Story-a-day #10: The house on Jerusalem Street.

The house loomed out of the mist bitten street like a crooked tombstone. It had been empty for as long as Chris and Tony could remember. There was a FOR SALE sign on the front lawn, obscured, in part, by witchgrass; segregated from the street by wrought iron gates.

            “I’m not convinced we should be going in there,” Tony says.

            Chris smiles. “Where’s your sense of adventure?” He asks. Although he knows Tony isn’t as brave as he makes out because he’s all mouth. But that’s ok, that’s fine, because he’s determined to make the kid squirm. “Come on, what’s the worst that could happen?”

            Tony grimaces; he’d rather not know.

            Once, when he was nine years old, Tony heard his mother refer to the house on Jerusalem Street as a bad place. His father said the place was built on bad ground, whatever that meant, and everything to have befallen people there ever since was as a direct result of said bad ground.

            Tony didn’t know what any of that meant, but he supposed it didn’t mean anything good.

            “Four people have died in this old place,” Chris says a little too enthusiastically. “And it wasn’t always a pleasant end either ... if you know what I mean.”

            “How’d you know that?”

            Chris taps the side of his nose, still smiling. “That’s for me to know,” he says. “And for you to never, ever, find out.” He chuckles to himself. “Now are we going in there, or not?” He paused a moment, then, in a low voice, asks, “Or are you chicken?”

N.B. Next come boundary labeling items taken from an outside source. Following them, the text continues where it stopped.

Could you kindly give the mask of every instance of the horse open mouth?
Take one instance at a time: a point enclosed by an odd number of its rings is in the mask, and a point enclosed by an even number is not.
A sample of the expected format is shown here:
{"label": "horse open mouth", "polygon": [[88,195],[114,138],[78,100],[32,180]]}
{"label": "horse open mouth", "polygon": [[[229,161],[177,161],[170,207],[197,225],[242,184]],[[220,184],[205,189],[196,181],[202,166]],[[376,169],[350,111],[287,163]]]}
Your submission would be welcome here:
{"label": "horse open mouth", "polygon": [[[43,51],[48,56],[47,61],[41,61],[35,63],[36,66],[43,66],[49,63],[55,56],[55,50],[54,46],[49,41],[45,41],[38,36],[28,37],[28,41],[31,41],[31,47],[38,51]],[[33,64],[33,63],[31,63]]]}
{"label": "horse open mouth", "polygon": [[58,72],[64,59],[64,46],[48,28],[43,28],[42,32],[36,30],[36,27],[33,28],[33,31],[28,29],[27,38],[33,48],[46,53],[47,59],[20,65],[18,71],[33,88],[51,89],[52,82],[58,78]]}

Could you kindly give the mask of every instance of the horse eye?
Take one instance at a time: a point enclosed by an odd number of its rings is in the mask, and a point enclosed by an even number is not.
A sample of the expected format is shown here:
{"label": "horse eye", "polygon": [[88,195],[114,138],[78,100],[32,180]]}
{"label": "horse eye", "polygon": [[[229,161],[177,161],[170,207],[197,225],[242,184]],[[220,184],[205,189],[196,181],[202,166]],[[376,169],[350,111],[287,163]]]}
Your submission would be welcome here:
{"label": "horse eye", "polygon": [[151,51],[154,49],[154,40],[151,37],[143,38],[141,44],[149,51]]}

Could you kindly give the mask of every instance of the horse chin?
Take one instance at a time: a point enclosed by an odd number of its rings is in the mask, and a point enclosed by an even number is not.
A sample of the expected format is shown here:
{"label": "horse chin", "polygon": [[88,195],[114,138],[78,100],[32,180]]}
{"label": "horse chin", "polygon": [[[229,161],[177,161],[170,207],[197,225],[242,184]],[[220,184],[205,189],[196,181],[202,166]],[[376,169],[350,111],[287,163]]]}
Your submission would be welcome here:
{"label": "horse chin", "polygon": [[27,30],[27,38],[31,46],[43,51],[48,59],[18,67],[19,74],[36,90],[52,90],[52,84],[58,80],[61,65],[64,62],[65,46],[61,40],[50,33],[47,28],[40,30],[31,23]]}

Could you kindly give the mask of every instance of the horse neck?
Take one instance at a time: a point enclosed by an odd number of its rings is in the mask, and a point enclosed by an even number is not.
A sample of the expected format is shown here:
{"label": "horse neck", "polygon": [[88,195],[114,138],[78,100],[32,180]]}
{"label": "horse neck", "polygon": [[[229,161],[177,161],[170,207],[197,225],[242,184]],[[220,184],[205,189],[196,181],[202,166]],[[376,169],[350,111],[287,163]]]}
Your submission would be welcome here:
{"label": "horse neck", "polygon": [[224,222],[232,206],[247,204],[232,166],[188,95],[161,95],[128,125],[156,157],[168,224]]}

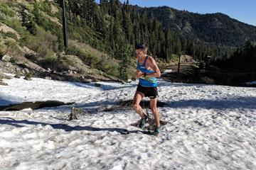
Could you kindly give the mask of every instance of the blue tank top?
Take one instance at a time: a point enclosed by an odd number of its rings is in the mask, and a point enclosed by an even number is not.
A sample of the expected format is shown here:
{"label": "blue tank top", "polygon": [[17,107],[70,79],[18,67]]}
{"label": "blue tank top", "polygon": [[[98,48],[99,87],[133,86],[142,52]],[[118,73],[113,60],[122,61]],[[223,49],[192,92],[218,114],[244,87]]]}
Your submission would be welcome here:
{"label": "blue tank top", "polygon": [[[146,59],[142,65],[139,64],[140,57],[139,57],[139,60],[137,61],[137,69],[141,71],[143,74],[155,72],[154,71],[149,70],[146,68],[146,60],[148,59],[148,57],[149,57],[148,56],[146,57]],[[148,76],[139,77],[139,84],[140,85],[142,85],[142,86],[145,86],[145,87],[157,86],[157,82],[156,82],[156,77],[148,77]]]}

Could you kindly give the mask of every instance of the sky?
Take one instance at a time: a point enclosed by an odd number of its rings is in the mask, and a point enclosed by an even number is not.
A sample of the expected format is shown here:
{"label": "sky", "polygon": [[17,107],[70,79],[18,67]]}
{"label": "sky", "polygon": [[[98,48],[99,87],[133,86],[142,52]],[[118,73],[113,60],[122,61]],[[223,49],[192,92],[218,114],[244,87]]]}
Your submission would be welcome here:
{"label": "sky", "polygon": [[142,7],[168,6],[199,13],[221,12],[256,26],[256,0],[129,0],[129,4]]}

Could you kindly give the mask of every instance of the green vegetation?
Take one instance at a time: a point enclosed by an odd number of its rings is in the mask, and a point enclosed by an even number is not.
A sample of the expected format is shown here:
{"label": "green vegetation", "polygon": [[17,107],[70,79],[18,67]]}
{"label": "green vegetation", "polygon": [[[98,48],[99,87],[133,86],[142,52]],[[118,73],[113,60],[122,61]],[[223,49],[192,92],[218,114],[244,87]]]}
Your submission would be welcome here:
{"label": "green vegetation", "polygon": [[67,49],[66,54],[78,56],[85,64],[90,65],[92,68],[103,71],[110,75],[118,76],[117,64],[96,57],[85,50],[75,46],[70,46]]}

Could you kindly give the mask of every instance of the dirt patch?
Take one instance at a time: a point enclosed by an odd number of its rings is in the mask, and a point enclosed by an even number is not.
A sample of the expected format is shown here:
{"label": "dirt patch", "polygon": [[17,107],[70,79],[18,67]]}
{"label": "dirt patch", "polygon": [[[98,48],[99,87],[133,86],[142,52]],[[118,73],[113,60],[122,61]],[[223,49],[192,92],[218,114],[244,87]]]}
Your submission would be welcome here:
{"label": "dirt patch", "polygon": [[6,25],[2,23],[0,23],[0,31],[3,31],[5,33],[7,33],[8,32],[12,33],[16,35],[18,39],[21,38],[21,35],[18,33],[17,33],[17,32],[15,30],[14,30],[13,28],[7,26]]}

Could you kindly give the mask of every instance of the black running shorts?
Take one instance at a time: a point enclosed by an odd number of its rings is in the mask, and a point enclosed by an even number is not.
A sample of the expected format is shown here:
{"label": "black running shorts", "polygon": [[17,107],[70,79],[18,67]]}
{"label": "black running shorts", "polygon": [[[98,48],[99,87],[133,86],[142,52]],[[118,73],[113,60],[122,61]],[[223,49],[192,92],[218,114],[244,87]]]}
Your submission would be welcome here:
{"label": "black running shorts", "polygon": [[144,94],[145,97],[150,98],[156,98],[158,96],[157,87],[144,87],[139,84],[136,91],[141,92]]}

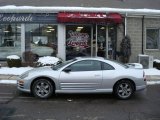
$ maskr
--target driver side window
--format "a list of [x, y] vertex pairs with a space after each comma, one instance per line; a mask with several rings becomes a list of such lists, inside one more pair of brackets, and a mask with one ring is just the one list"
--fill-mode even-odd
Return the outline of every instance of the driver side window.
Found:
[[96, 60], [83, 60], [69, 66], [71, 71], [98, 71], [101, 70], [101, 62]]

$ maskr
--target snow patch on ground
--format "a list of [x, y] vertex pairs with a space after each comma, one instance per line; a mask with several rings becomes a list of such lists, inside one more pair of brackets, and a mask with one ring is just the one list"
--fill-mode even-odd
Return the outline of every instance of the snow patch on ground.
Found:
[[159, 75], [160, 76], [160, 70], [156, 68], [150, 68], [150, 69], [144, 69], [145, 75]]
[[7, 56], [7, 59], [20, 59], [20, 57], [17, 55], [10, 55], [10, 56]]
[[1, 67], [0, 68], [0, 74], [4, 74], [4, 75], [21, 75], [22, 73], [33, 69], [32, 67]]

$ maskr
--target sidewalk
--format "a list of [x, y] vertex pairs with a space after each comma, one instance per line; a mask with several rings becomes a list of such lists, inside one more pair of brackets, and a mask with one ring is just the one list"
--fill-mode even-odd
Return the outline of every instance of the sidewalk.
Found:
[[[0, 74], [0, 84], [16, 84], [18, 75]], [[160, 84], [160, 75], [146, 75], [148, 85]]]

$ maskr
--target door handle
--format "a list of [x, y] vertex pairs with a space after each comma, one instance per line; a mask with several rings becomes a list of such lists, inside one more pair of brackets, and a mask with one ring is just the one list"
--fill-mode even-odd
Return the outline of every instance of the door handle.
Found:
[[101, 75], [94, 75], [95, 77], [100, 77]]

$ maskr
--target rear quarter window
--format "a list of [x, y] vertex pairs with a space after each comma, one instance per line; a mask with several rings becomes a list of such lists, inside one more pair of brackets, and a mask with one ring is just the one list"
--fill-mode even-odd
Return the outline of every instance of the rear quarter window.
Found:
[[112, 65], [108, 63], [104, 63], [104, 62], [102, 63], [102, 69], [103, 70], [115, 70], [115, 68]]

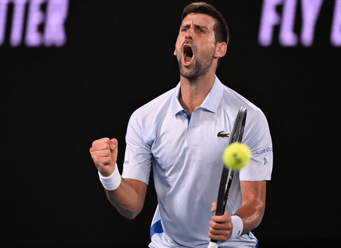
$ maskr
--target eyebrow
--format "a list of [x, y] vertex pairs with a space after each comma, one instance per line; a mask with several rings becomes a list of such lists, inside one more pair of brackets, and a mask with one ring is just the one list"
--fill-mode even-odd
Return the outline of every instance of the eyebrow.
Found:
[[[205, 26], [201, 26], [200, 25], [198, 25], [197, 24], [194, 24], [194, 26], [196, 28], [199, 29], [206, 29], [207, 30], [208, 29]], [[182, 28], [189, 28], [191, 27], [191, 24], [186, 24], [183, 26], [182, 26]]]

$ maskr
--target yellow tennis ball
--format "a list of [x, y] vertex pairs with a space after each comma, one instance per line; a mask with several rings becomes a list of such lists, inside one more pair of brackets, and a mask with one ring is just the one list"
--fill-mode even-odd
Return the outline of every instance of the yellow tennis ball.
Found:
[[241, 143], [232, 143], [223, 154], [224, 164], [227, 168], [239, 171], [248, 163], [251, 157], [251, 152], [246, 145]]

            Tony looks up at the house. It stands much higher than any of the other houses around it. It’s slightly askew too, its uncovered windows an oily black that held no reflection.

            Chris marches down the street at speed; never noticing for a moment Tony has stalled behind him. He slips through a small gap in the iron gates and heads up the cracked concrete pathway towards the paint chipped door.

            Chris thinks the inside of the house looks like a scene from one of those boring 1950’s films his dad loves so much. His father always said those films looked glamorous, but there was nothing of glamour here; only rot and dust and the promise of countless stories to be unfurled in the endless motes of dust.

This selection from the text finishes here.